Bei Architekten kommen solche Vertriebssysteme erfahrungsgemäß selten vor. Ein aktueller Fall, den das Landgericht Frankfurt am Main kürzlich zu entscheiden hatte, zeigt aber, dass auch Architekturbüros betroffen sein können. Er veranschaulicht, was ein solches System sein kann: Ein Architekturbüro hatte auf seiner Internetseite folgendes Angebot formuliert: „Sie kontaktieren das Team von ### über die Website oder telefonisch. Mithilfe Ihrer ersten Angaben können wir einschätzen, welcher unserer Partnerarchitekten für Sie infrage kommt. (….) Bei einem Telefongespräch oder Videocall lernen Sie den vorgeschlagenen Architekten oder Fachplaner persönlich kennen.“
Daran las das Gericht ab, „dass das Geschäftsmodell der Beklagten geradezu auf den Abschluss der Verträge per Fernkommunikationsmittel ausgerichtet“ sei und bestätigte, dass der auftraggebende Verbraucher ein Widerrufsrecht habe (Urteil vom 26. Juni 2023, Az.: 2-26 O 144/22). Von diesem Recht hatte der Verbraucher Gebrauch gemacht und den Widerruf erklärt, nachdem das Architekturbüro bereits Leistungen erbracht hatte, die zum Teil als Abschläge auch schon bezahlt worden waren.
Infolgedessen mussten die Architekten dem Verbraucher 23.102,13 Euro nebst Zinsen zurückzahlen und konnten weitere gut 11.000 Euro nicht mehr verlangen.
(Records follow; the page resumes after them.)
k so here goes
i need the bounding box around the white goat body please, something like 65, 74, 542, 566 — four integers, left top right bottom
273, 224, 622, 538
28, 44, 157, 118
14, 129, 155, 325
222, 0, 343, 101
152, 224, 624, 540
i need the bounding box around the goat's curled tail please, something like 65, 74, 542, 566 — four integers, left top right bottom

Und das alles trotz erbrachter Leistung!
Honorarverlust vorbeugen!
Bei einem Vertragsschluss per E-Mail sollte also immer darauf geachtet werden, dass möglichst nicht ausschließlich Fernkommunikationsmittel Verwendung finden, vor allem aber keine Vertriebs- oder Dienstleistungssysteme zum Einsatz kommen.
Sollte der Vertragsschluss trotz aller oben stehenden Warnrufe beim Auftraggeber, auf der Baustelle oder sonst außerhalb der Büroräume des Architekten erfolgen oder unter Verwendung eines Vertriebs- oder Dienstleistungssystems, sind dringend die gesetzlichen (vorvertraglichen) Informationspflichten über das Widerrufsrecht belegbar einzuhalten.
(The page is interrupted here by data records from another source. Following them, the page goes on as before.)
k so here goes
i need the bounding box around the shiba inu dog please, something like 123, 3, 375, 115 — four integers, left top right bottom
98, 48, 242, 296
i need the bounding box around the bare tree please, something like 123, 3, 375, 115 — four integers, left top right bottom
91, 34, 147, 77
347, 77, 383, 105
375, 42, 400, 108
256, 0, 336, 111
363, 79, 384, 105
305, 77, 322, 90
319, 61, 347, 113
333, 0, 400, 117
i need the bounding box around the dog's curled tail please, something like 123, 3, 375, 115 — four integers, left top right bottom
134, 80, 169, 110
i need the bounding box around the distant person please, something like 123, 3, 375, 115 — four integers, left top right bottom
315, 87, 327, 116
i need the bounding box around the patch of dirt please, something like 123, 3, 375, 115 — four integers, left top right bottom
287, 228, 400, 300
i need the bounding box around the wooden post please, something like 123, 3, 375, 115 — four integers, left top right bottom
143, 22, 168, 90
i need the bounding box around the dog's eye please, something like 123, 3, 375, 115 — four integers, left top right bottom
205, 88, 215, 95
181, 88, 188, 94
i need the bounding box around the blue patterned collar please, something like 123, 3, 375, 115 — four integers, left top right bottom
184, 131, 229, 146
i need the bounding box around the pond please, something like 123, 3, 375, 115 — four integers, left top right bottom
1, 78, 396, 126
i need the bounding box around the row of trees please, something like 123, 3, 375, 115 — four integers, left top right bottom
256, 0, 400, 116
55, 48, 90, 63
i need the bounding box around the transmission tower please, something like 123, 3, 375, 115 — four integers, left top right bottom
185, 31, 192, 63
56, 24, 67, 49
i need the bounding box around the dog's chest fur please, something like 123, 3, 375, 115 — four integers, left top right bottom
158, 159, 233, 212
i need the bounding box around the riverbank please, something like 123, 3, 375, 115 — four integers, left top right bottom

Formulierungshilfen zum Widerrufsrecht
Die Kammern halten Informationsmaterialien über die Regelungen zum Verbraucherschutz bereit. Die Unterlagen beantworten die wichtigsten Fragen, helfen beim Erfüllen aller vorvertraglichen Informationspflichten und geben praktische Formulierungshilfen an die Hand: zum Beispiel das Formular zur Belehrung über das Widerrufsrecht. Das Material erhalten Sie auf der Website Ihrer Architektenkammer oder auf Anfrage dort.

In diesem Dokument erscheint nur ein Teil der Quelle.